Eric Lee / smarc-fsl-linux-kernel

03 May, 2007

40 commits

d6dd61c83 [PATCH] x86: PARAVIRT: add hooks to intercept mm creation and destruction ... Browse Code »

Add hooks to allow a paravirt implementation to track the lifetime of
an mm. Paravirtualization requires three hooks, but only two are
needed in common code. They are:

arch_dup_mmap, which is called when a new mmap is created at fork

arch_exit_mmap, which is called when the last process reference to an
mm is dropped, which typically happens on exit and exec.

The third hook is activate_mm, which is called from the arch-specific
activate_mm() macro/function, and so doesn't need stub versions for
other architectures. It's called when an mm is first used.

Signed-off-by: Jeremy Fitzhardinge
Signed-off-by: Andi Kleen
Cc: linux-arch@vger.kernel.org
Cc: James Bottomley
Acked-by: Ingo Molnar

Jeremy Fitzhardinge
2007-05-03 01:27:14 +0800
5311ab62c [PATCH] i386: PARAVIRT: Allow paravirt backend to choose kernel PMD sharing ... Browse Code »
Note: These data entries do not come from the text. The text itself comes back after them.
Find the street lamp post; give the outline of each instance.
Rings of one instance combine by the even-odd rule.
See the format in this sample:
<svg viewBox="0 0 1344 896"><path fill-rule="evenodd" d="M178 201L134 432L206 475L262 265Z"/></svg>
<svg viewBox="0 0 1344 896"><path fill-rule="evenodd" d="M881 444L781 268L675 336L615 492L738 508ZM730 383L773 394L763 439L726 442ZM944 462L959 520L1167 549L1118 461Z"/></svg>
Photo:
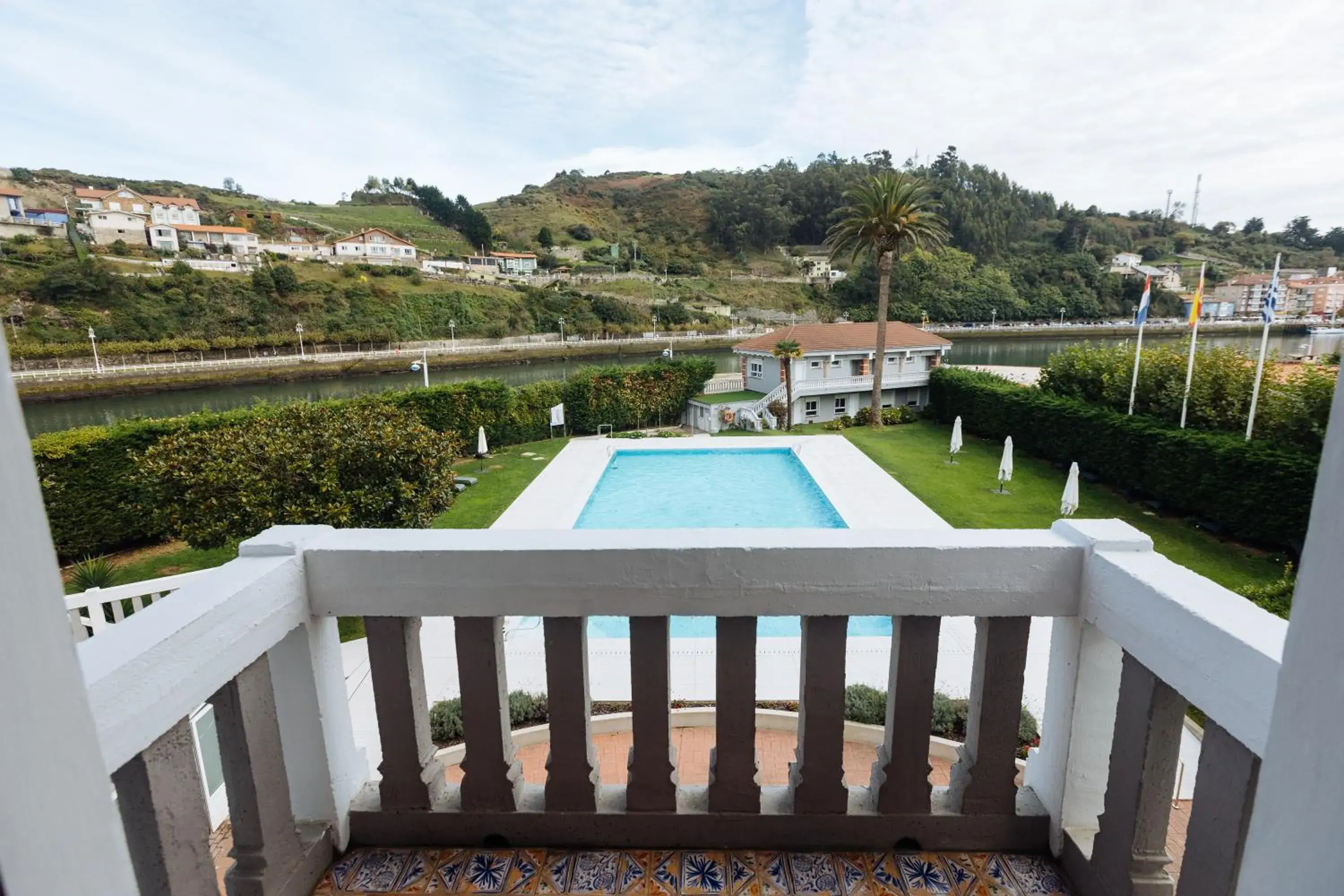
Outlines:
<svg viewBox="0 0 1344 896"><path fill-rule="evenodd" d="M98 360L98 336L89 328L89 344L93 345L93 369L102 373L102 361Z"/></svg>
Normally when running in PAE mode, the 4th PMD maps the kernel address space,
which can be shared among all processes (since they all need the same kernel
mappings).

Xen, however, does not allow guests to have the kernel pmd shared between page
tables, so parameterize pgtable.c to allow both modes of operation.

There are several side-effects of this. One is that vmalloc will update the
kernel address space mappings, and those updates need to be propagated into
all processes if the kernel mappings are not intrinsically shared. In the
non-PAE case, this is done by maintaining a pgd_list of all processes; this
list is used when all process pagetables must be updated. pgd_list is
threaded via otherwise unused entries in the page structure for the pgd, which
means that the pgd must be page-sized for this to work.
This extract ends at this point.